Matzka, J., Bronkalla, O., Tornow, K., Elger, K., Stolle, C., 2021. "Geomagnetic Kp index". V. 1.0. GFZ Data Services. https://doi.org/10.5880/Kp.0001

SILSO World Data Center, 2024. "The International Sunspot Number", International Sunspot Number Monthly Bulletin and online catalogue, Royal Observatory of Belgium, avenue Circulaire 3, 1180 Brussels, Belgium, http://www.sidc.be/silso/

## Question 1: Look at the data before you use it

From the sunspot number CSV file, extract the date (first 3 columns) and the sunspot number (5th column). From the Kp_def files, extract the date (first 6 characters) and the daily Ap index (characters 56, 57 and 58, counting the first character as "1"). Trim the sunspot dataset to start at the same day as the Ap dataset (1932-01-01), check that the resulting datasets are the same length, and plot both datasets. You should see a clear 11-year period in the sunspot data and a less-clear 11-year period in Ap.

**HINT**: You may wish to store the date as a numpy datetime64 type. For example:

    date = np.datetime64(f"{year:04d}-{month:02d}-{day:02d}").

This will make it easier to display the data without worrying about things like leap years.



In [None]:
import numpy as np
import matplotlib.pyplot as plt
import os

def load_Ap_data(directory):
    """
    Load Ap index data from a specified directory.
    This function reads Ap index data files for the years 1932 to 2024 from the given directory.
    Each file is expected to be named in the format "Kp_def{year}.wdc". The function extracts
    the date and Ap index value from each file, skipping lines that start with a "#".
    Parameters:
        directory (str): The path to the directory containing the Ap index data files.
    Returns:
        dates (numpy.ndarray): An array of dates corresponding to the Ap index values.
        data (numpy.ndarray): An array of Ap index values.
    """
    dates = []
    data = []
    for year in range(1932, 2025):
        filename = f"Kp_def{year}.wdc"
        filepath = os.path.join(directory, filename)
        if os.path.exists(filepath):
            with open(filepath, 'r') as file:
                for line in file:
                    if line[0] == "#":
                        continue
                    date = line[:6]
                    date = date.replace(' ', '0')
                    date = np.datetime64(f"{year}-{date[2:4]}-{date[4:6]}")
                    dates.append(date)
                    value = line[55:58].strip()
                    data.append(np.float64(value))
    return np.squeeze(dates),np.squeeze(data)

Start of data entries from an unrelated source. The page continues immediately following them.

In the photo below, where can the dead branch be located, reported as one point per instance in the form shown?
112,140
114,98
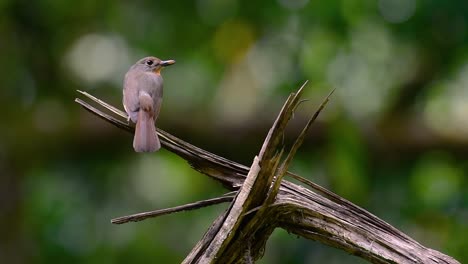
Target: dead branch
264,201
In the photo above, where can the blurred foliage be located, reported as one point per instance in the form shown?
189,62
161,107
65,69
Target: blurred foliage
394,139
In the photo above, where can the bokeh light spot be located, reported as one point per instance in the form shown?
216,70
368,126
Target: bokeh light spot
232,41
97,57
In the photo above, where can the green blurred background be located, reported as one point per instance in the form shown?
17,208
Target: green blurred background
394,138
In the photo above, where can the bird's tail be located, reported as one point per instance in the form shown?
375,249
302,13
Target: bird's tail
146,138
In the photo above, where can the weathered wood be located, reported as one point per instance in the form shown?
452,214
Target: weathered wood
314,212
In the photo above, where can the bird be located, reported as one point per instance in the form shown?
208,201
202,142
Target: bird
142,99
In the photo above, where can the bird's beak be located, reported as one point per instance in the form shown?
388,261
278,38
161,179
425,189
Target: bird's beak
167,63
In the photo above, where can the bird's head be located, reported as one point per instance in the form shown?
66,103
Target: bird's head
153,64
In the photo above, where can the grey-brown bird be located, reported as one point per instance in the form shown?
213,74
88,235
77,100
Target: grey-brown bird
142,99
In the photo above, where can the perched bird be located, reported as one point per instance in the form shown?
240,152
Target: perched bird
142,98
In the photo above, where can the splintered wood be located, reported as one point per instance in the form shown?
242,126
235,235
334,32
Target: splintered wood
262,201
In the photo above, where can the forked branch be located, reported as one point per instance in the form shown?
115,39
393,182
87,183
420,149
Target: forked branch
264,201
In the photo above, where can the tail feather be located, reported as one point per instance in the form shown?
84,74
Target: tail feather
146,138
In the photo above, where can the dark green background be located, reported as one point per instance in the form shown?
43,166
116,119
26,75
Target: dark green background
393,140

def load_sunspot_data(directory):
    # Code and comments go here

def plot_q1(dates_sn, sn,dates_Ap, Ap):
    # Code and comments go here

# Load data

# Clip sunspot data time range to match Ap data

# Plot data


# Question 2: Linear regression

The sunspot number is a measure of the magnetic activity of the sun and the solar wind. The Ap index is a measure of electrical currents generated in Earth's upper atmosphere in response to the solar wind. (The same electrical currents are responsible for the aurora.)  The solar wind takes a few days to get from the sun to the Earth, so there's no reason to suspect the Ap index varies on a day-to-day basis in response to the sunspot number, but the plot from Q1 already suggests there's some correlation over a longer period. Let's try averaging over the 27-day solar rotation period and performing a linear regression.

1. Filter (smooth) the Ap and sunspot data with a 27-day boxcar average.
2. Plot a heatmap of the joint probability distribution ("2d histogram") of the smoothed sunspot number (x) and Ap index (y). Normalize each vertical column in the 2d histogram (i.e. each slice of roughly-constant sunspot number) to sum to one. Include the marginal distributions ("1d histograms"). There is code in the template to assist you.
3. Using a package of your choice (numpy, scipy, scikit-learn, etc.), fit a linear least-squares fit to Ap versus sunspot number. Calculate $R^2$ and the root mean squared error (RMSE). Add the least-squares line to the plot of the joint probability function, with a label giving the equation of the line of best fit, $R^2$ and the RMSE.


In [None]:
def joint_pdf_plot(Ap,sn):
    """
    Plots the joint probability density function (PDF) of two variables, Ap and sn, along with their marginal distributions.
    Parameters:
        Ap (array-like): Array of values representing the Ap index.
        sn (array-like): Array of values representing the sunspot number.
    Returns:
        axs (numpy.ndarray): Array of matplotlib Axes objects.
    """
    # Setup axes
    fig, axs = plt.subplots(2, 2, figsize=(10,8), gridspec_kw={'height_ratios': [4,1], 'width_ratios': [1,4]})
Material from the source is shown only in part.